The fitness function:
evaluate <- function(solution) {
solution <- round(solution)
maxvalue <- 5
penalfactor <- 2
fitness <- 0
for (v in vars) {
cv <- tapply(iris[,v],solution,FUN=sd) / tapply(iris[,v],solution,FUN=mean)
cv <- ifelse(is.na(cv),maxvalue,cv)
fitness <- fitness + sum(cv)
}
b <- table(solution)/nrow(iris)
# Penalisation on unbalanced clusters
fitness <- fitness + penalfactor * (sum(abs(b - c(rep(1/(length(b)),length(b))))))
return(fitness)
}
To ensure good results to the GA we give a number of iterations (2500) that is much higher than the one given to the QGA (1500).
set.seed(1234)
solution_genalg <- rbga(stringMin=c(rep(1,nrow(iris))),
stringMax=c(rep(nclust,nrow(iris))),
popSize=20,
iters=3000,
elitism=NA,
mutationChance = 5/(nrow(iris)+1),
evalFunc=evaluate)
plot(solution_genalg)
filter = solution_genalg$evaluations == min(solution_genalg$evaluations)
bestObjectCount = sum(rep(1, solution_genalg$popSize)[filter])
if (bestObjectCount > 1) {
bestSolution = solution_genalg$population[filter, ][1,
]
} else {
bestSolution = solution_genalg$population[filter, ]
}
bestSolution <- round(bestSolution)
fitnessGA <- 0
for (v in vars) {
cv <- tapply(iris[,v],bestSolution,FUN=sd) / tapply(iris[,v],bestSolution,FUN=mean)

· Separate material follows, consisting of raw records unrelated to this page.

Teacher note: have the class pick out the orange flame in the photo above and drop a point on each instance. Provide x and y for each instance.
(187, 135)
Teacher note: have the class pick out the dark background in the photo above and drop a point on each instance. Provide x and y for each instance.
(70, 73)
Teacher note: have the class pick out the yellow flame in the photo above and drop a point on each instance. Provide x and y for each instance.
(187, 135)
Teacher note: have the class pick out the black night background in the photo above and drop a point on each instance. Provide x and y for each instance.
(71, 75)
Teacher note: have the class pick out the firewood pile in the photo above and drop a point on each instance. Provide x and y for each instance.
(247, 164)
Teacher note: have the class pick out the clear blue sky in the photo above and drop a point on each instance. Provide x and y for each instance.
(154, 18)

cv <- ifelse(is.na(cv),maxvalue,cv)
fitnessGA <- fitnessGA + sum(cv)
}
fitnessGA
#> [1] 1.857548
fitnessQGA
#> [1] 1.62336
Also considering the obtained stratification:
iris$stratum <- bestSolution
table(iris$Species, iris$stratum)
#>
#> 1 2 3
#> setosa 0 50 0
#> versicolor 12 0 38
#> virginica 38 0 12
the classic GA one is less in line with the “natural” one.
In this case, the Quantum GA is more efficient than the classical GA.

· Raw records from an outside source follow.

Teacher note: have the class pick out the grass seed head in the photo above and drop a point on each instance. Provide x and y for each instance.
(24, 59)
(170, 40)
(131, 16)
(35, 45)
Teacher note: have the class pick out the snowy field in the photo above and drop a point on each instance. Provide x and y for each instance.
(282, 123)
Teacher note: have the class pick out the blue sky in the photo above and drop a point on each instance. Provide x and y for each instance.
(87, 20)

In general, when the number of values that each element in the genome can assume is not high (in this case, there are only 3 different values), then a relative efficiency of the QGA is to be expected. When the number of these values is high, the classical GA tends to be more efficient.
This is because the QGA needs to define a number of qubits that is the integer ceiling value of log(n) (in our case n=3, so the number of qubits is 2). The length of the solution is given by the product of the length of the genome (in our case 150) by the number of qubits necessary for each element of the genome, so 150x2=300.
On the contrary, the classical GA can work directly on an integer representation of the values for each element of the genome, so the length of the solution does not increase.
When the n is high, the length of the solution treated by the QGA is much higher than that of the solution treated by the classical GA, so the latter can be more efficient than the former.